There are new proponents purporting the planting of lawn with only clover rather than grass. The primary advantage comes in the fact that no mowing is needed. 

Methods of lawn care include Angelkeep’s push-mowing method, most common the homeowner’s riding mower, or hiring the service by those physically unable homeowners or those rich enough for that option. The elimination of mowing grass has huge advantages physically and financially. 

Who knew the day would come when gasoline miles-per-gallon would be a consideration for the lawn?

Angelkeep typically finds the first thrill of owning a lawn rife with clover during late April or early May when the first of many annual four-leaf-clovers either gets picked or photographed. Lucky clovers served as a previous topic for Angelkeep Journals. That history and accountability will not be repeated today.

Angelkeep clover bloom, also mentioned in retro columns, becomes a summer favorite of local honeybees.

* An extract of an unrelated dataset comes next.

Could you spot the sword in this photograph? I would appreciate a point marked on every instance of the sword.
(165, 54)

Lovely wife Gwen loves her honey (the food variety, and hopefully the spouse variety as well.) It’s another reason to allow clover to grow in the Angelkeep lawn. Purple and white blooms appear in various sizes.

Did you know sweet clover has Wells County history?

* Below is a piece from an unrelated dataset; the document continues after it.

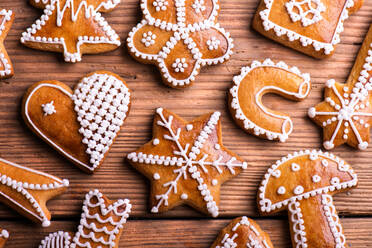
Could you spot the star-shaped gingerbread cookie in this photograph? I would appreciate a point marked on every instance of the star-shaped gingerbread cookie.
(186, 162)
(345, 115)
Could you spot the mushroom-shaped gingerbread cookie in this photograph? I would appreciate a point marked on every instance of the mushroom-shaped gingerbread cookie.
(303, 183)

Evan L. Chalfant wrote a 1905 letter to the editor of the Bluffton Chronicle suggesting errors were printed in an earlier issue. He wrote his letter, “not particularly in defense of sweet clover, but to state the facts as I have learned them.”

Chalfant claimed sweet clover had been in the neighborhood for over 30 years (back to 1875) and refuted calling it a “pest.” He claimed it lived only two years. His horses, cattle, sheep, hogs and chickens ate it happily when pastured “and knock down my fences to reach for that along the roadside.” 

“The smallest bee with the shortest bill easily reaches the honey. The honey is of a rich golden color and of a very pleasant flavor.” Gwen knows all about this fact.

“Sweet clover is a twin sister to alfalfa which it resembles closely in looks, habits of growth, richness as food, nitrogen-gathering bacteria, and soil enriching qualities. We have no better plant in this state for enriching poor soil. Sweet clover seed is heavy and will not blow about like thistle seed and so it never spreads rapidly. It gives no trouble whatever in fields that are pastured nor on land where a rotation of crops is followed. If every roadside in our country were lined with sweet clover it would cause less damage than is now caused by the yellow mustard growing on so many farms.”

Angelkeep’s lawn supports a menagerie of wild animals pasturing, such as bunnies, deer, muskrats (although they prefer aquatic plants,) and this column’s writer who routinely includes dandelion and other “weeds” in a breakfast stir fry or omelet. 

The Chronicle in 1891 advised a pasture mix of clover, timothy, redtop, blue grass, fescue, and orchard grass. Angelkeep has some of those but includes crabgrass, plantain, violets, dandelion, purslane, buttercup, quack grass, creeping Charlie, bindweed, purple deadnettle, just to mention but a few. Can’t have too much purple deadnettle for those breakfast meals. 

Angelkeep’s pokeweed is interesting but certainly not in the food group, not even spread with honey. Spotted jewelweed, same.

The 1891 news reported “Pigs fed in clover either in the fields or in the pen, are the best pork producers.” That might relate to the occasional groundhog spotted on the back lawn of Angelkeep. Truth be known, this columnist has eaten smoked groundhog. Tastes like smoked ham.

In 1885, the Chronicle suggested one way to make bureau drawers “odorous” came in the use of sweet clover or orris root. Angelkeep has plenty of sweet clover and a smaller supply of orris root, it being the underground portion of tall bearded irises.

Angelkeep’s lawn is not a contemporary full-clover expanse, nor the golf fairway look so many homeowners aspire to. It’s a happy little yard supporting local critters and a columnist’s appreciation of some free breakfast greens.

Mr. Daugherty is a Wells County resident who, along with his wife Gwen, enjoy their backyard and have named it “Angelkeep.”